Ford (NYSE: F ) reported net income of $1.6 billion, or $0.40 a share, for the first quarter on Wednesday, a better-than-expected result driven by a record profit in the company's North American unit.
Ford's result beat Wall Street's consensus estimate of $0.37 a share, and also handily topped Ford's $1.4 million net result in the year-ago quarter by 15%. It was Ford's 15th consecutive profitable quarter since emerging from the dark days of the financial crisis.
But despite the strong result, Ford still faces challenges – challenges that may turn into opportunities for further growth in time.
The best way to understand the state of Ford's global business is to look at the results for each of its divisions in turn. Here's how things broke down in the first quarter of 2013:
- North America continues to be the "engine" of Ford's business, as CEO Alan Mulally often says. Its pre-tax first-quarter profit of $2.4 billion was a bit less than some analysts had anticipated, but it was the highest for any quarter since the company started reporting the region's results separately in 2000. Ford's operating margin in North America was 11% during the quarter, an outstanding number that reflects Ford's strong pricing power and its very busy (and very profitable) factories. Ford has posted a double-digit operating margin for North America in four of the last five quarters.
- South America lost $218 million before taxes in the first quarter, a tough result but one that was better than expected. Ford had previously warned that the region could lose $300 million in the first quarter, as a currency devaluation in Venezuela and weakening exchange rates in Argentina hit the company's bottom line hard.
- Europe lost $462 million during the first quarter, and believe it or not that result is actually pretty good. Ford last fall unveiled a comprehensive restructuring plan for Europe, in response to deep recessions that have hammered new-car sales through the region, and said on Wednesday that it was already seeing signs that its changes were having a positive effect, though deep losses will likely continue for a while.
- Asia Pacific Africa posted a small pre-tax profit of about $6 million, but the story here continues to be a good one: strong growth offset by the big investments that Ford is making for even more growth over the next few years. Market share for the whole region was up 30% over the year-ago quarter; market share in China improved to 3.6%, a full point better than a year ago; and the company's big investment in new factories and facilities in the region is near its peak.

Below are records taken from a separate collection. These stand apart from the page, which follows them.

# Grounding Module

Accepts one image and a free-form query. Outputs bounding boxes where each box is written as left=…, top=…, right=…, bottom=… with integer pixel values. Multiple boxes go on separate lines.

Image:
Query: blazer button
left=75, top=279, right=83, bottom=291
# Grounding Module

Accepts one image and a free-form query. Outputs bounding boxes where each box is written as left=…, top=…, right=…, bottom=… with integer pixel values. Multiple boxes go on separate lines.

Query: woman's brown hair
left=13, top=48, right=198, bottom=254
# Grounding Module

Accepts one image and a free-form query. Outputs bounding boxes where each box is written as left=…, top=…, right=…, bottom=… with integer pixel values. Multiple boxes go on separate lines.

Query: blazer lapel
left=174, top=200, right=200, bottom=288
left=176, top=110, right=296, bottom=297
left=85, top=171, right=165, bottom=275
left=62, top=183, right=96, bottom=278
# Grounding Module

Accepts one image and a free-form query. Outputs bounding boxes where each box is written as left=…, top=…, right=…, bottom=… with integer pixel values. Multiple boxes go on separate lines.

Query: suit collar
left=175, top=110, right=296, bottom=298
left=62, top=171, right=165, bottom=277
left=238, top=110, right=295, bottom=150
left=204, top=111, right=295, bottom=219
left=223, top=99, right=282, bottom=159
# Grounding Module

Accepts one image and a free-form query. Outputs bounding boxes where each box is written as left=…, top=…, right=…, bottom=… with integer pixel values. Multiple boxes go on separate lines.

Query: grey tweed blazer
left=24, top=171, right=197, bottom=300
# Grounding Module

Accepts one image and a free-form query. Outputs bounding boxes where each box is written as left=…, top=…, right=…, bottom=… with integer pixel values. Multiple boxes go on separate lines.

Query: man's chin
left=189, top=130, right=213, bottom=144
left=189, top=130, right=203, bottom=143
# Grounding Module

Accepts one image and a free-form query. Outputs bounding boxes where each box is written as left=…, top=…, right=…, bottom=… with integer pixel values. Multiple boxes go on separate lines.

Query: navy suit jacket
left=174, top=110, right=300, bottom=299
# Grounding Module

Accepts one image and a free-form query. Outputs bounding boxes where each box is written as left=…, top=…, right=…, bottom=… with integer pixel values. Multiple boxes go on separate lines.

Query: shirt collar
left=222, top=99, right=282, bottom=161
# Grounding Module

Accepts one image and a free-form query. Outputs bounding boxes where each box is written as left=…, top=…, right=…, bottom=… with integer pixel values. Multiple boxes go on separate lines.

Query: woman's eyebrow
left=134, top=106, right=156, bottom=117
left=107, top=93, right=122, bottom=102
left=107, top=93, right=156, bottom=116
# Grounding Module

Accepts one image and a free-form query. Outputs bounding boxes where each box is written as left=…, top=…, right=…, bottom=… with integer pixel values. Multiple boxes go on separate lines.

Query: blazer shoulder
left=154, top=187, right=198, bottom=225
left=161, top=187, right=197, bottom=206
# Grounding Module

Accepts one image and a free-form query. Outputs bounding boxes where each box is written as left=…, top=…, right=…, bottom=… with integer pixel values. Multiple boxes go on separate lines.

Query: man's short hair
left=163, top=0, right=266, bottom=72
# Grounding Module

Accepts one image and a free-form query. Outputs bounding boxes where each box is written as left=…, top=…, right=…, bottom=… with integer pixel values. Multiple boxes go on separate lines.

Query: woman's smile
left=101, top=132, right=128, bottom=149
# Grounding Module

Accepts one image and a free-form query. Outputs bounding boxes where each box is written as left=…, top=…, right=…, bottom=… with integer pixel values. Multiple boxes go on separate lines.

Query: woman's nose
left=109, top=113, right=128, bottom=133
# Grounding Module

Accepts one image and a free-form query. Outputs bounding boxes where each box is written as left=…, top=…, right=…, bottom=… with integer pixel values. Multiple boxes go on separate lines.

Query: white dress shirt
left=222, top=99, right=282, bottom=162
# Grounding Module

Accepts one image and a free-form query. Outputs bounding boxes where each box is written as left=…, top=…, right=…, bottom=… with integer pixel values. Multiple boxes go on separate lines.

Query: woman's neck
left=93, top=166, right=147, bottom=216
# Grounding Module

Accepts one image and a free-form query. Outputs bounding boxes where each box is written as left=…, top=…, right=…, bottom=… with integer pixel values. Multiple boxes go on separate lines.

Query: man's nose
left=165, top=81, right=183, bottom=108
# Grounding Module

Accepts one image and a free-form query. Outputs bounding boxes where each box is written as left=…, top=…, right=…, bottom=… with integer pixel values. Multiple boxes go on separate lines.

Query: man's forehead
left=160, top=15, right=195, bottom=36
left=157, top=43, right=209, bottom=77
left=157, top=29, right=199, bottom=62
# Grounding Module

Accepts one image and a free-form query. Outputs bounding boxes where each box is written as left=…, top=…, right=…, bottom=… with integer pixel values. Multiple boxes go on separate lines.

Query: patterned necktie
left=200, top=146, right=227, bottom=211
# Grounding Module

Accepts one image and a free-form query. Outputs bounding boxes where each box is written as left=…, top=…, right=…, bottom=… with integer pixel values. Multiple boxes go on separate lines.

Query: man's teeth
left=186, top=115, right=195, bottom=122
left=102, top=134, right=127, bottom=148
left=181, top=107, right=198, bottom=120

- Ford Credit, the company's in-house lending arm, posted a $507 million pre-tax profit, up $55 million from the year-ago quarter. The story here was good, with higher receivables and strong residual values for cars coming off lease driving gains.
The outlook: mixed, but brightening
Ford's guidance for the full year remains unchanged. The company expects North America's margins to come in around 10%, with full-year pre-tax profit somewhat higher than 2012's. South America is still expected to roughly break even, though the company is concerned about ongoing currency risk in Venezuela and Argentina.
Europe is still expected to lose $2 billion this year, worse than 2012, as industrywide new-car sales seem to be finding new ways to get even worse every month. And the company expects Asia Pacific Africa to roughly break even, as impressive sales growth will continue to be offset by Ford's (also impressive) level of investment in the region.